À titre d’imprimeur du gouvernement, Bagnall vit ses problèmes aggravés par son activité politique. Même s’il avait été défait aux élections générales de 1812, qui furent chaudement disputées, il remporta la victoire à une élection partielle en 1813. Membre actif de l’Assemblée au cours de la session suivante, en 1817, Bagnall perdit son siège aux élections générales de 1818. Nommé greffier de l’Assemblée cette dernière année, il conserva ce poste pendant la courte session de 1820, la dernière à avoir lieu sous le mandat du lieutenant-gouverneur Smith. Les alliés politiques de Bagnall, Palmer et Angus Macaulay*, s’opposèrent au mouvement populaire mis sur pied avec succès par John Stewart* en vue d’obtenir le rappel de Smith. Le successeur de Smith, John Ready*, annonça la tenue d’élections pour l’automne de 1824 ; Palmer subit alors la défaite, et Bagnall se retrouva avec peu d’amis au sein de la nouvelle Assemblée. Participant à la session de janvier 1825 en tant que greffier de l’ancienne Assemblée, Bagnall fut non seulement démis de ses fonctions lucratives de greffier, mais remplacé en outre au poste d’imprimeur du Journal de l’Assemblée par son ancien apprenti, James Douglas Haszard, lequel avait appuyé le mouvement en faveur du rappel de Smith.

Tentant de renforcer sa vague position d’imprimeur du roi, titre qu’il détenait toujours, Bagnall commença à publier en 1826 la Royal Gazette and Prince Edward Island Recorder, la Prince Edward Island Gazette ayant cessé de paraître en 1822, probablement pour des raisons financières.
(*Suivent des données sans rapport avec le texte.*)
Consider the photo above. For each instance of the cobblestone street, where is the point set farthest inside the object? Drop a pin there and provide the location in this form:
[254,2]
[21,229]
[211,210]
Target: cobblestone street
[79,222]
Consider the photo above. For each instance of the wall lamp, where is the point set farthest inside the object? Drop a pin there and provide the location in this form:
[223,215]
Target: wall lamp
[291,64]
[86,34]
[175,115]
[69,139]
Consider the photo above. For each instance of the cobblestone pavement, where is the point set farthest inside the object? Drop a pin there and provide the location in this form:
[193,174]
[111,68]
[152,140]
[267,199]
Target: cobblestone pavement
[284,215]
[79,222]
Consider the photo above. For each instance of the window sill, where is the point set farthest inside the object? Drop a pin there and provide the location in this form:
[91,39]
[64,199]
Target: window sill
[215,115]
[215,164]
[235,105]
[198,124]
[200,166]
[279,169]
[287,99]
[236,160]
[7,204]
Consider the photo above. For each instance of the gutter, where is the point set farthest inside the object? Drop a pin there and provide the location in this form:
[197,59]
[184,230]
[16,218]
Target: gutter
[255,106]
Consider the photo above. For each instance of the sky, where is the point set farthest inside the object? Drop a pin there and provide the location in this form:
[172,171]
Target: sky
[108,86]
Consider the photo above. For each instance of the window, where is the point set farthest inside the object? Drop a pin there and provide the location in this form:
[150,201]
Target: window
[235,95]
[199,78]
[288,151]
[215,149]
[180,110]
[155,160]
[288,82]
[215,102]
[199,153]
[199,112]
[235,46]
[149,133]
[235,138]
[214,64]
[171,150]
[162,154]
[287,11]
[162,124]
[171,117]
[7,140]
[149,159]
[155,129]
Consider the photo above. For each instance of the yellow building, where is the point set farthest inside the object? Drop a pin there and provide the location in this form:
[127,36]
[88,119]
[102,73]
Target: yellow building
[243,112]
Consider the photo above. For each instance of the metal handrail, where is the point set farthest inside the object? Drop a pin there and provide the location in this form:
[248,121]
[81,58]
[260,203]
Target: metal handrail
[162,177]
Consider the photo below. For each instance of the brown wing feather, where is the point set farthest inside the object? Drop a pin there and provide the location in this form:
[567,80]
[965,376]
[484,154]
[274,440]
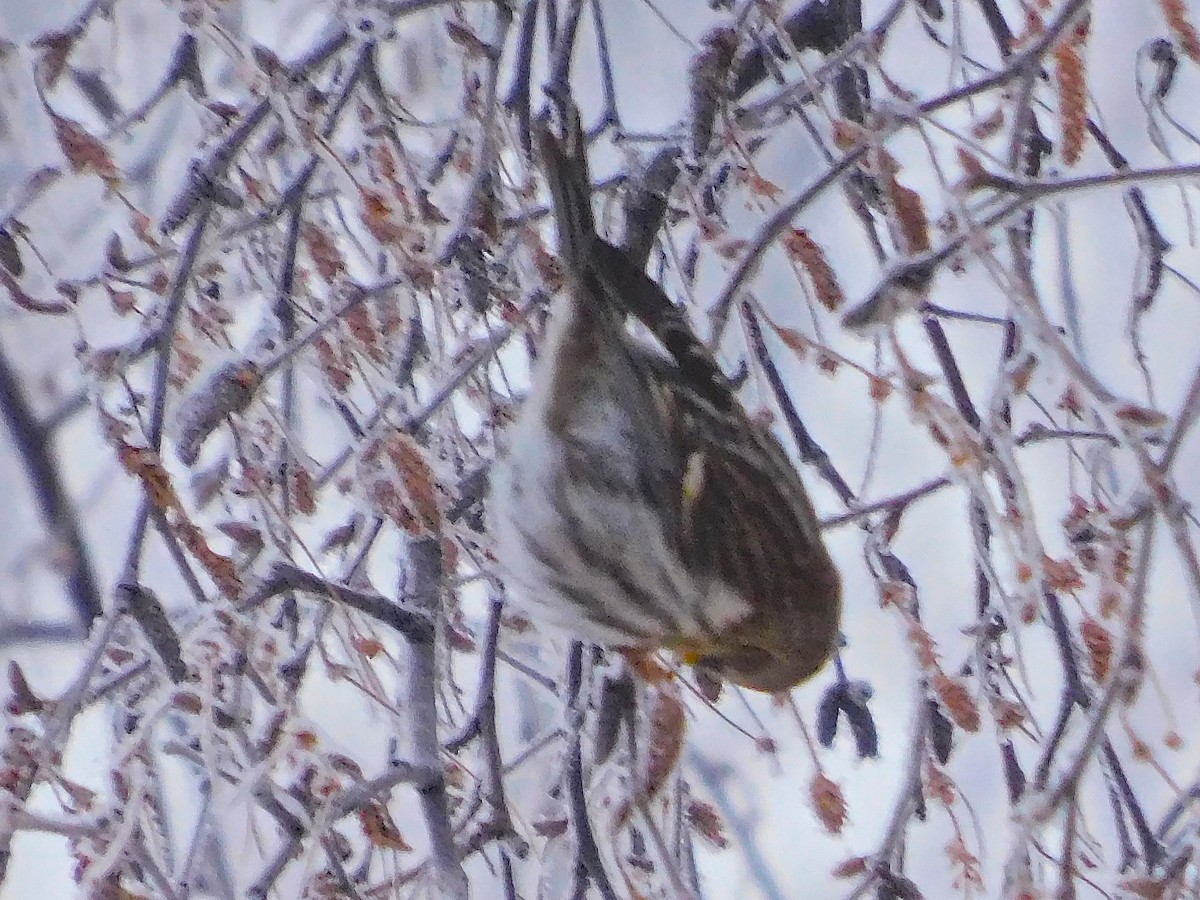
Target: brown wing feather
[751,526]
Créé pour faire pièce au Prince Edward Island Register de Haszard, qui paraissait régulièrement depuis juillet 1823, le journal de Bagnall ne fut publié que sporadiquement jusqu’en juin 1827 et reçut peu d’aide financière, soit du gouvernement, soit de particuliers.

En 1828, Bagnall publia son dernier journal, le Phenix ;c’était la première fois dans l’île que des citoyens se regroupaient pour parrainer un journal. Même si celui-ci avait pour but déclaré de donner aux adversaires des mesures présentées à l’Assemblée un point de vue différent de celui du Register de Haszard, son véritable objectif était de gagner des appuis en faveur de Palmer, lequel cherchait à reprendre son siège à l’Assemblée d’où il avait été expulsé en mars. Le journal, qui contenait de nombreuses lettres bien écrites à l’attention du rédacteur en chef, dut recueillir un certain appui. En effet, après la défaite de Palmer à l’élection partielle, on annonça des projets ambitieux en vue d’accroître le volume du journal et de poursuivre sa publication, mais la presse de Bagnall était en mauvais état et ne possédait pas suffisamment de jeux de caractères ; les projets ne se concrétisèrent donc jamais.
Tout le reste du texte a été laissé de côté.